Based on the above, one of Jordan’s important roles in the coming period is the logistical, service, and technological aspects at the level of the geographical neighbourhood, especially in the field of reconstruction in Syria and economic relations with Iraq, and engagement in the field of relief and charitable work at the regional level.

This may lead us to an important question related to Jordanian soft power. Soft Power is one of the pillars of this model, historically represented by the famous phrase launched by King Hussein, “People are our most precious asset,” and it is based on investment in education and human resources. Moreover, some Arab politicians called Jordan the “Harvard of the Arab East,” and although skilled Jordanian labour is still a registered mark of Jordan, especially in the Gulf countries, the development that occurs there and the tendency of governments there to develop university education and human development pushes Jordan to one of these critical trends is Jordan’s reputation in the field of regional stability, tolerance, pluralism, experience in the field of refugees, geographical location in the field of reconstruction, and the provision of services to neighbouring countries, such as electrical interconnection, land and maritime transport sector, and medical services. Etc.

One of the main questions in the coming stage is the formulation of Jordan’s relationship with Saudi Arabia, which, as we said, is characterized by a complex and complex nature, and there seems to be great American and European interest in the role of Saudi Arabia as a regional power in the next stage, and Jordan must determine its position in this field; the role of a close ally with Saudi Arabia, or the neutral or the balancer in its relationship with other regional powers, but it is necessary to note that the Jordanian regional role has historically been associated with a network of alliances and the concept of “big brother”, whether with Gamal Abdel Nasser, despite the stages of discord and conflict with him, and with Saddam Hussein, which is the question posed in the nature of the relationship and its features with Saudi Arabia in the coming stage, which in turn changed its vision of itself and the world and its role as a hegemonic regional power and not only an Arab country supporting other Arab countries.
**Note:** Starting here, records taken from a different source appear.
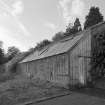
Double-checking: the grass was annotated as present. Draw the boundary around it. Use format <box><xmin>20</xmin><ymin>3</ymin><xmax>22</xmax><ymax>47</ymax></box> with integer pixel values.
<box><xmin>0</xmin><ymin>78</ymin><xmax>64</xmax><ymax>105</ymax></box>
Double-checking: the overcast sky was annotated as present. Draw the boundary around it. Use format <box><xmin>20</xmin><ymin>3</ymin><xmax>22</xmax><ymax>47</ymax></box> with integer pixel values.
<box><xmin>0</xmin><ymin>0</ymin><xmax>105</xmax><ymax>51</ymax></box>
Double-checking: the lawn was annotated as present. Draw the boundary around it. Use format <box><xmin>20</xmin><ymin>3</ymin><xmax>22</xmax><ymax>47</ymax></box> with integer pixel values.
<box><xmin>0</xmin><ymin>78</ymin><xmax>65</xmax><ymax>105</ymax></box>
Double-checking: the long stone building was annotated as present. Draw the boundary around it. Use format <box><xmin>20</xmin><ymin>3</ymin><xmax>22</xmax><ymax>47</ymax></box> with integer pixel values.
<box><xmin>17</xmin><ymin>22</ymin><xmax>105</xmax><ymax>86</ymax></box>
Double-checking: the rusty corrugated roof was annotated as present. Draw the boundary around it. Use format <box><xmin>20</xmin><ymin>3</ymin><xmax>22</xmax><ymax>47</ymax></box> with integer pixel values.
<box><xmin>20</xmin><ymin>32</ymin><xmax>84</xmax><ymax>63</ymax></box>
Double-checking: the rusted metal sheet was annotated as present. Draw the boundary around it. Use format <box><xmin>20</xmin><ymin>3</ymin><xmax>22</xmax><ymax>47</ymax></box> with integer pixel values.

[i] K. J. Holsti, ‘National Role Conceptions in the Study of Foreign Policy’, International Studies Quarterly 14, no. 3 (September 1970): fig. 2, https://doi.org/10.2307/3013584.

[ii] Sofiane Sekhri, ‘The Role Approach as a Theoretical Framework for the Analysis of Foreign Policy in Third World Countries’, African Journal of Political Science and International Relations 3, no. 10 (2009): 423.

[iii] Martin Indyk, Master of the Game: Henry Kissinger and the Art of Middle East Diplomacy (New York: Knopf Doubleday Publishing Group, 2021).